Sun editorial:

UNLV deserves to be treated like the top-tier research institution it is

Image

UNLV Photo Services

This file photo shows a view of the UNLV campus.

Thu, Dec 20, 2018 (2 a.m.)

Harvard, Yale, Stanford, Notre Dame and now UNLV.

Amazing.

Tuesday’s news that UNLV had achieved Carnegie R1 research status — and, in doing so, joined a group of the nation’s 120 most prestigious universities — was monumental for Southern Nevada.

The designation promises to benefit UNLV and the region in an array of ways, as it will help the university attract elite faculty and students, compete for additional research grants and become a stronger engine for economic development both in Southern Nevada and the entire state. The announcement was a credit to the faculty members and administrators who, in the span of only five years after UNLV adopted R1 status as a strategic goal, managed to elevate UNLV to that level. That includes former presidents Len Jessup, Don Snyder, Neal Smatresk and Carol Harter, who helped set the foundation for the achievement by expanding UNLV's graduate school.

But the achievement is also a tremendous point of pride for the community, which came together to help UNLV meet its objective. A big hand goes to the Las Vegas Metro Chamber of Commerce, which adopted the effort as a key strategic initiative for the community and backed it with its political influence.  

Credit also goes to Brookings Mountain West and the Lincy Institute at UNLV, which showed leadership in 2012 by including R1 status among five key needs for Southern Nevada. The other keys were the UNLV School of Medicine, a major sports stadium, Interstate 11 and a light rail system.

The fact that four of those five goals have come to fruition shows what can happen when the community works together. Now, we should push to bring light rail to reality, first by supporting the current proposed system linking Maryland Parkway with downtown, then pushing for a system that would connect McCarran International Airport and the Strip.
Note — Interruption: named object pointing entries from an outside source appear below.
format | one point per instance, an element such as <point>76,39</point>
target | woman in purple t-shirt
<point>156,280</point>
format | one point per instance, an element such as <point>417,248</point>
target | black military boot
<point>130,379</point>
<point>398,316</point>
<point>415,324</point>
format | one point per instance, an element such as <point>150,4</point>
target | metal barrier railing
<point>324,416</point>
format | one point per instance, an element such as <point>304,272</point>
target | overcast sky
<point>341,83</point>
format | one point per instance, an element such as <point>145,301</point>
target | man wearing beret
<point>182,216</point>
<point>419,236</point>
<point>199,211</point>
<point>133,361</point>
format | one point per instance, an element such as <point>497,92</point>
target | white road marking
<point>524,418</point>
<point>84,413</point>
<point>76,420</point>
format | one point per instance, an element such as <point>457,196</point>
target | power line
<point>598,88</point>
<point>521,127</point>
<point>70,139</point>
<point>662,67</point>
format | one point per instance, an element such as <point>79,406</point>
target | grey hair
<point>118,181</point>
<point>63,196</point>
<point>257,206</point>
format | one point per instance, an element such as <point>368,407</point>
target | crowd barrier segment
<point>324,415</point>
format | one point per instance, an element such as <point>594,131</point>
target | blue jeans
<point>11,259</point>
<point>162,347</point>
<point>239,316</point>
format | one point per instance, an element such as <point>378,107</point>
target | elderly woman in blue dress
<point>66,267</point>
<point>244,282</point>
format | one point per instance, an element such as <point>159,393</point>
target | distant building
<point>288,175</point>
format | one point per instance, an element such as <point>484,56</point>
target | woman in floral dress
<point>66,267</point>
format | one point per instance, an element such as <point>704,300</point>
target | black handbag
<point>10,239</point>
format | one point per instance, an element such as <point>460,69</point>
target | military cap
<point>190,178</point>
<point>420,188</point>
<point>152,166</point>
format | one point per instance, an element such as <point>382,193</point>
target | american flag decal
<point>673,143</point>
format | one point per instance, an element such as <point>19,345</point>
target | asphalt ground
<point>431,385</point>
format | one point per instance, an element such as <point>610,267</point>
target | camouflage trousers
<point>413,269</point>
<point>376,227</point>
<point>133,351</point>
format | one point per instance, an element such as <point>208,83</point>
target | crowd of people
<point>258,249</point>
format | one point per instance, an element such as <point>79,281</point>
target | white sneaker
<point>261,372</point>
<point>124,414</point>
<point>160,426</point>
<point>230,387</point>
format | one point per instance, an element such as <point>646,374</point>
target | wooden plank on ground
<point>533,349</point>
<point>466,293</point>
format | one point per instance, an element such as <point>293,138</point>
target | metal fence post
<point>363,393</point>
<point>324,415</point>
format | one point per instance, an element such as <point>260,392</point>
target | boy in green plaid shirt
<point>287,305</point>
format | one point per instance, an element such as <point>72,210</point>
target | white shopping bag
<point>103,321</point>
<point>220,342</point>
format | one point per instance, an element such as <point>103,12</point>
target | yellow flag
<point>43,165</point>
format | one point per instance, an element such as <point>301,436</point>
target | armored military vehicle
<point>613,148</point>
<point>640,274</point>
Meanwhile, UNLV’s achievement loudly calls out the need for higher-education reform in Nevada, where UNLV has received second-class treatment through virtually its entire existence to the benefit of UNR.

Although UNLV has reached elite status and UNR sits a level below, where it’s been mired for years, UNLV receives less per-student state funding than the school in Reno. And this is even more upsetting: In the years since the state funding formula was tweaked in 2011 in the name of equalization, UNR has gained in its percentage of the total funding while UNLV has lost ground.

The inequity needs to end. Right now. It’s time to turn the tide and give UNLV the resources and prestige it has earned by scrapping its way past UNR.

This is the perfect time to do it, too, with Southern Nevadan Steve Sisolak headed to the governor’s office, where he’ll be working with Democratic majorities in each chamber of the Legislature.

We’d challenge Southern Nevada lawmakers to remove barriers that have hindered UNLV in reaching its potential. Among those:

• The Board of Regents should be reduced from 13 members to seven, with at least some of those positions appointed by the governor from a list vetted by the Legislature. This would help break up the board’s northern-leaning power structure, and would reduce micromanaging by board members that has led to heavy turnover in leadership at UNLV.

• The higher-ed organizational structure should be changed so that the chancellor no longer has authority over school presidents. This would also help reduce micromanagement, and would make it far more difficult for UNR supporters on the board to disrupt UNLV’s leadership or disadvantage the school in other ways.

• It’s critical for lawmakers to help move the UNLV School of Medicine forward. Although operational funding for the school remains solidly in place, funding is still needed for a new building that would allow the school to enlarge its classes and meet its potential. Key donors who withdrew major contributions in protest of former UNLV president Len Jessup’s pressured resignation remain distrustful of NSHE and the Board of Regents to responsibly manage their gifts. The medical school played a key role in helping UNLV reach R1, and its continued development is critical to the Las Vegas health industry’s ability to serve the expanding population.

UNLV has done the community and the state proud, and not just for moving to the highest ranks of higher education. It’s tied with two other schools as the nation’s most ethnically diverse universities, and it has made huge strides in fundraising and enrollment in recent years.

Meanwhile, unlike Ivy League schools and other R1 institutions, it hasn’t closed admissions to all but the highest-achieving students.

Now, it’s officially among the best in the nation as a research institution.

This is a week to remember. But with the help of state lawmakers, it will be the beginning of a new era for UNLV and Southern Nevada.